Rasulullah Shallallahu 'alaihi wa sallam bersabda, "Malu itu tidak mendatangkan sesuatu melainkan kebaikan semata-mata."
[Muttafaq 'alaihi]
---
Amira keluar dari mobil taksi setelah membayar argo yang tertera. Dia menatap heran rumahnya yang nampak ramai tidak seperti biasanya. Amira merasa ragu untuk masuk apa lagi saat dia mendengar suara Damar di dalam. Dia tak yakin.
"Mengapa tidak masuk?" Amira terkejut dengan kehadiran lelaki itu di rumahnya.
"Dlo, pak Dinan kok sudah di sini?" Dinan menatap Amira kemudian membuang muka.
"Masuklah," Amira menatap Dinan kemudian ia nampak berpikir, dia rasa tuan rumah masih belum berubah akan tetapi mengapa Dinan yang mempersilahkan masuk ke dalam rumah bukan dirinya.
"Assalamualaikum warohmatullahi wabarokatuh," salam Amira melangkahkan kaki kanannya masuk ke dalam rumah.
"Waalaikumsalam warohmatullahi wabarokatuh." Amira menatap Arif, Faris dan Damar bergantian kemudian dia beristighfar dan menunduk.
"Kok lama, Mi? Dinan udah datang sejak beberapa menit yang lalu." Amira menoleh ke sang kakak kemudian tersenyum canggung. Amira tidak bersuara dia mengangguk kemudian berjalan masuk ke dalam dan di sana dia disambut pelukan Nirmala dengan heboh.
"Mbak ngapain di sini?" Nirmala melepas pelukannya, dia menatap Amira heran.

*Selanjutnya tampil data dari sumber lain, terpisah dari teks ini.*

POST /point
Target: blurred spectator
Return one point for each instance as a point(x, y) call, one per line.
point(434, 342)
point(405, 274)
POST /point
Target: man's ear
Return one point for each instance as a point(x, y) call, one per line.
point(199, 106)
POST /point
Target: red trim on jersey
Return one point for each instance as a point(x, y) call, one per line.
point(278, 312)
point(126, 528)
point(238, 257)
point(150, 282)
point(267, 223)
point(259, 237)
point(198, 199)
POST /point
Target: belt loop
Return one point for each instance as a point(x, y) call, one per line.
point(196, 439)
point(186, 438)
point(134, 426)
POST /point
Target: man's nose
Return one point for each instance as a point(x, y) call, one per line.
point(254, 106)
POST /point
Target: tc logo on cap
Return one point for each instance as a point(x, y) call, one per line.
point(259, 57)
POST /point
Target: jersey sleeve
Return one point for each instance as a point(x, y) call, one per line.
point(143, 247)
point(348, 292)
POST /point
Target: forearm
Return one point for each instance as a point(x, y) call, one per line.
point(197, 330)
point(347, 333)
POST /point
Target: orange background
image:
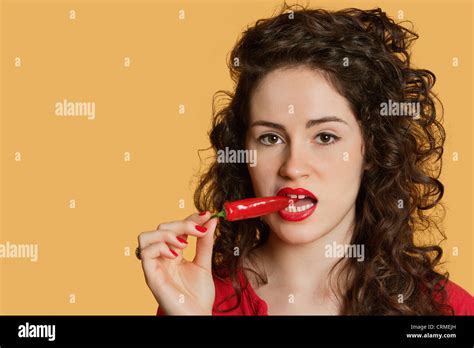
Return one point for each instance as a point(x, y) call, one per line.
point(83, 251)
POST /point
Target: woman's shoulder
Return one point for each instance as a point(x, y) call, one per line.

"Dla, emang aku gak boleh nemuin kamu. Aku kangen tahu sama kamu dichat gak dibalas, ditelpon gak dijawab. Mau kamu apa?" Nirmala bukan merasa bersalah dia malah menyudutkan Amira.
"Ami ke dalam dulu," kata Amira.
"Terus keputusan ditangan siapa?" Arif yang merasa heran dengan adiknya mengikuti langkah sang adik.
"Ngikut yang terbaik menurut Abang," kata Amira kemudian masuk ke dalam kamar. Amira menutup pintu kamar dan menguncinya. Dia meletakkan tas di lantai kemudian menghempaskan tubuhnya ke atas kasur. Dia lelah sungguh, rasanya saat menilhat Dinan dia ingin sekali mencakar-cakar wajahnya.
"Amira, keluar!" Amira yakin bahwa itu suara sang kakak. Dia merasa bahwa kakaknya sedang dalam keadaan tidak baik, mungkin ini pengaruh sikap dia yang tidak sopan terhadap tamu.
Amira mengganti jilbabnya dengan jilbab rumah berbahan kaos tapi masih selebar jilbab yang biasa dia gunakan. Dia menepuk kedua pipinya kemudian dia membuka pintu dan di depan pintu sudah ada Arif yang berdiri menjulang.
"Setelah sholat Asar kamu berikan jawaban untuk Dinan." Arif berkata dengan nada tegas.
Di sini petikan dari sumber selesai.